In his popular Ted Talk he teaches that “synthetic happiness is just as real and enduring as real happiness and that our longings and worries are overblown because we have the capacity to create happiness within ourselves rather than depend on experiences.”

So what am I up to now?

Tomorrow I leave for Germany for a month-long stint with TAKT Berlin Artist’s Residency. My sons will be coming in tow, but it just happens to be a family-friendly residency. Plus we have their grandparents just a few tram stops away.

I’ll be writing more about my TAKT experiences this month on my blog.

The project I am working on now is a new fine art multimedia animation that I care deeply about. It’s actually me revisiting an experimental documentary called “Lucky” that I started in 2001 about one Indian-American girl’s experiences before, during, and after her arranged marriage.

It covers the span of 18 years and this July, during the USA leg of my trip, I will visit her in South Carolina to get new footage and updates on her story to be added in.

With students at Thalun International School  (see student work

In August, along with my Thalun International School students (grades 7-11), I’ll be teaching Myanmar police officers social media skills and best practices for the EU  and MYPOL as well as university students in Mandalay about Online Marketing for Myanmar Metropolitan College.

I also have a blossoming online business teaching 35,000+ students from 175 countries around the world through the UN-Mandated University For Peace’s Centre For Executive EducationEdu Evolution, and other platforms that provides a safety net allowing me to explore non-traditional job and employment options.

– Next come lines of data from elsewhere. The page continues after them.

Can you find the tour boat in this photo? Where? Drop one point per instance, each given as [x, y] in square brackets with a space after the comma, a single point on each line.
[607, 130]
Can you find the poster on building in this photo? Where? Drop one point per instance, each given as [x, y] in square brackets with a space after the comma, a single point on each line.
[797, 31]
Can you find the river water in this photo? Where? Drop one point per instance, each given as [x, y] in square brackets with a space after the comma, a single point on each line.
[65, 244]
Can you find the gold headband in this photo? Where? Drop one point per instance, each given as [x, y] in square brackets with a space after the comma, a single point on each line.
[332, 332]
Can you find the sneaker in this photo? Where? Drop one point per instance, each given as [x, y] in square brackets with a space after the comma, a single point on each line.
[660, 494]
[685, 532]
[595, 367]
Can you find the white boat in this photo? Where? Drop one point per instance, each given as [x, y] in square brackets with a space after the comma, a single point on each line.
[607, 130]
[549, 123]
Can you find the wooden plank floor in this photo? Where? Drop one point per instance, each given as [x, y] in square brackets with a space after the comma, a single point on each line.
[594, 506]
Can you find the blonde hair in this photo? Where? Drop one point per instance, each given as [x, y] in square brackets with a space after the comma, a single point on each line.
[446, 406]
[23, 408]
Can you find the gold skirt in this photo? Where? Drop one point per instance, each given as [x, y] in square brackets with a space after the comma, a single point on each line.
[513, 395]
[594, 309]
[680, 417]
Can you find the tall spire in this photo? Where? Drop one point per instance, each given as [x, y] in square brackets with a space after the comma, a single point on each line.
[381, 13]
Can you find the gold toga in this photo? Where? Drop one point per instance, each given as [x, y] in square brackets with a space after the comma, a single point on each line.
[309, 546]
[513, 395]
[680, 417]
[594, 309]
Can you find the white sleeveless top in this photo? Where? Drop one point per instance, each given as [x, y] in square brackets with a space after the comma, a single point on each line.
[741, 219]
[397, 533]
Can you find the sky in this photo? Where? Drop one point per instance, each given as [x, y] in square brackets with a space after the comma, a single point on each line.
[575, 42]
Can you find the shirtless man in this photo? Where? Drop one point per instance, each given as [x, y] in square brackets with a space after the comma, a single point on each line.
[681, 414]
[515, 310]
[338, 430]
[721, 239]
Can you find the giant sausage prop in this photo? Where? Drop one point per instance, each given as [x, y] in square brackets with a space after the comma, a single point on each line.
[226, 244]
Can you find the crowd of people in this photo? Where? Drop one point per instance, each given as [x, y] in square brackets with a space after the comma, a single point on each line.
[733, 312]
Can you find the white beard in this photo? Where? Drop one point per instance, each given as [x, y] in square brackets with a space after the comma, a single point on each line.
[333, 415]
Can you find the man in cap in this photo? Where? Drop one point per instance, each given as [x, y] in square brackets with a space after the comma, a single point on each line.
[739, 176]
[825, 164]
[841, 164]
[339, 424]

It’s been a rocky but varied and rewarding experience teaching in Myanmar, even though my university got shut down. However if the police don’t like my teaching, you may need to look for me in the local prison.

So that’s what’s up with me at least for the next few months and year ahead.

In July of 2019 we expect to move again.

I still get the occasional person who pats my hand and asks about my university closing down with a look of concern in their eyes.

But thankfully I am in a great place and I thank Myanmar for the challenges and learning opportunities.

I’m almost ready to graduate and move on.